Our visit to a mountain village

The view from the mountains of Cuandixia, a rual village outside of Beijing

The view from the mountains of Cuandixia, a rual village outside of Beijing

This weekend, on a whim, Brian and I decided to go for a night to visit a small, rural village in the mountains just outside of Beijing called Cuandixia. It was a great escape from crowded, polluted Beijing and reminded me more of home than anything.

To get to the village, we took a Beijing public bus ($2.60) route that travels out here. The ride itself was interesting as the factories and urban sprawl of Beijing gradually faded in favor of the streams and mountains of the countryside. We also met a Chinese couple about our age on the ride out there who spoke English very well and ended up spending the trip together, hiking, dining and rooming in a guesthouse with one another. (We also taught them how to play Texas hold ‘em poker at night!) The guesthouse where we stayed (for less than $2 per person per night) was the home of what seemed to be a family of a mother, her (several?) daughters, her grandson and both her parents and her in-laws. They were all very welcoming to us and they had a great front porch! The room consisted of one giant bed that the four of us shared (a little awkward at first but kind of fun), which is apparently how many families in the countryside do it.

It’s interesting to see villages like this and remember that not everyone in China is being consumed by the seemingly nonstop development.
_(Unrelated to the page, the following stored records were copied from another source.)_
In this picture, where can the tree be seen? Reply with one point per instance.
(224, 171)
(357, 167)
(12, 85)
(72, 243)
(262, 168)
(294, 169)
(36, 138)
It seems this town prefers to remain this way, as it’s now actually a popular tourist destination, with many of the families who live there having transformed their homes into restaurants and/or guesthouses. (Of course, the one thing noticably missing from this town is young people. It seems everyone here is either old and retired or a baby. I’d surmise that most of the younger people have fled for more opportunities in the cities.)
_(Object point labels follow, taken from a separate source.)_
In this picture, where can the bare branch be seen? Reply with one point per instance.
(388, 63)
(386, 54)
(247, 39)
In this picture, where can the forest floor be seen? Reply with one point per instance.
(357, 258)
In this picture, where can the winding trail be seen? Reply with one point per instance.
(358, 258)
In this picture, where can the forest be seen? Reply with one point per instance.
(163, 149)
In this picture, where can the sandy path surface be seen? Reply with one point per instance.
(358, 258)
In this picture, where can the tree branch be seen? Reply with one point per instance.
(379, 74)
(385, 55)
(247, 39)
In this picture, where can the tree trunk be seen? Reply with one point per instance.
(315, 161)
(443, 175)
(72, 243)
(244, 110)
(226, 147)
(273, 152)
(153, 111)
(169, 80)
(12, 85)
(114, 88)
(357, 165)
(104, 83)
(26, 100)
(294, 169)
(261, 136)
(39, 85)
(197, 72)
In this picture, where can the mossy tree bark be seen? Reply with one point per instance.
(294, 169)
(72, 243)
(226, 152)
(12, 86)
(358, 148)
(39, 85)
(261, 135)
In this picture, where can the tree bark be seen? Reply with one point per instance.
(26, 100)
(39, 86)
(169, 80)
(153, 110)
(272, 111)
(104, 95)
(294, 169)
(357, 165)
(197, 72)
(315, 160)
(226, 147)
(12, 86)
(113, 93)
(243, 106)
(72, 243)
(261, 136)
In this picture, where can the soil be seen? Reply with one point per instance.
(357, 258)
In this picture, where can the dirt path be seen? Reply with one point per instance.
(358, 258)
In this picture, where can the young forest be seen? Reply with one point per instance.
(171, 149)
But pictures are worth a thousand words, so check out our photos from the visit (my full Flickr album of Cuandixia photos here):

Real manual labor: moving bricks up the mountains by hand and donkey

Real manual labor: moving bricks up the mountains by hand and donkey

Some old communist slogan about Mao Zedong

Some old communist slogan about Mao Zedong

Views of the homes from the top: Most homes in the village consist of four small buildings situated in a square and an open-air courtyard in the middle

Views of the homes from the top: Most homes in the village consist of four small buildings situated in a square and an open-air courtyard in the middle

The guesthouse where we stayed

The guesthouse where we stayed (great front porch!)

The village's main store

The village's main store

2 thoughts on “Our visit to a mountain village

  1. Pingback: 525,600 minutes. « 万水千山

  2. I am heading to Cuandixia tomorrow. Thanks for posting your experiences. It is a valuable point to examine the fact that this village which has ostensibly been left out of the rapid development and modernization of urban Beijing has begun to attract more numbers of tourists for precisely this reason. It would be a bizarre turn of events if the future held a kind of marketed-as-rural-getaway trip to the hutongs inside Dongcheng. As the rest of the city bulges, and the majority of the Old City is demolished, the remaining alleys that are preserved, and not inhabited by hipsters and expats, as the lao beijing slowly get evicted, if the area were to be turned into a tourist attraction. I hope to avoid some of the crowds since I am going a few days after Qingming Jie. Wish me luck.